BUDAYA ORGANISASI SEKOLAH
sumber : aciknadzirah.blogspot.com/search?q=makalah-manajemen-pendidikan">manajemen pendidikan masih cenderung melihat sesuatu yang tampak di mata (tangible), kurang memperhatikan sesuatu yang tidak kelihatan (intangible) menyerupai nilai, tradisi dan norma yang menjadi budaya organisasi, dan ada di dalam sebuah organisasi. Beberapa tahun terakhir orang banyak beranggapan bahwa strategi, struktur, dan sistem ialah fokus dan faktor yang menjadi pendorong kusuksesan organisasi. Namun berdasarkan Ouchi (1983) dan Key (1999) menyatakan bahwa kesuksesan organisasi justru terletak pada budaya organisasi yang mencakup nilai, tradisi, norma, yang direkat oleh kepercayaan, keakraban dan tanggung jawab yang memilih kesuksesan organisasi.Sedangkan berdasarkan Basri (2004) menyatakan bahwa budaya organisasi sanggup dijadikan sebagai kekuatan organisasi apabila budaya organisasi tersebut dikelola dengan baik. Budaya ialah suatu hasil dari budi dan atau daya, cipta, karya, karsa, pikiran dan adat istiadat insan yang secara sadar maupun tidak, sanggup diterima sebagai suatu sikap yang beradab. Dikatakan membudaya bila kontinu, konvergen dan konsentris, (Depdiknas,2007). Lebih lanjut dijelaskan, Budaya sekolah ialah nilai-nilai mayoritas yang didukung oleh sekolah atau falsafah yang menuntun kebijakan sekolah terhadap semua unsur dan komponen sekolah termasuk stakeholders pendidikan, menyerupai cara melakukan pekerjaan di sekolah serta perkiraan atau kepercayaan dasar yang dianut oleh personil sekolah, (Depdiknas,2007).

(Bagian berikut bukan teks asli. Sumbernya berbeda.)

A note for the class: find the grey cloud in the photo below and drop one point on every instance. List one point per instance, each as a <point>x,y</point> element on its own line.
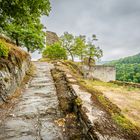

Berdasarkan pengertian diatas sanggup dipahami bahwa budaya sekolah merujuk pada suatu sistem nilai, kepercayaan dan norma-norma yang diterima secara bersama, serta dilaksanakan dengan penuh kesadaran sebagai sikap alami, yang dibuat oleh lingkungan yang membuat pemahaman yang sama diantara seluruh unsur dan personil sekolah baik itu kepala sekolah, guru, staf, siswa dan jikalau perlu membentuk opini masyarakat yang sama dengan sekolah.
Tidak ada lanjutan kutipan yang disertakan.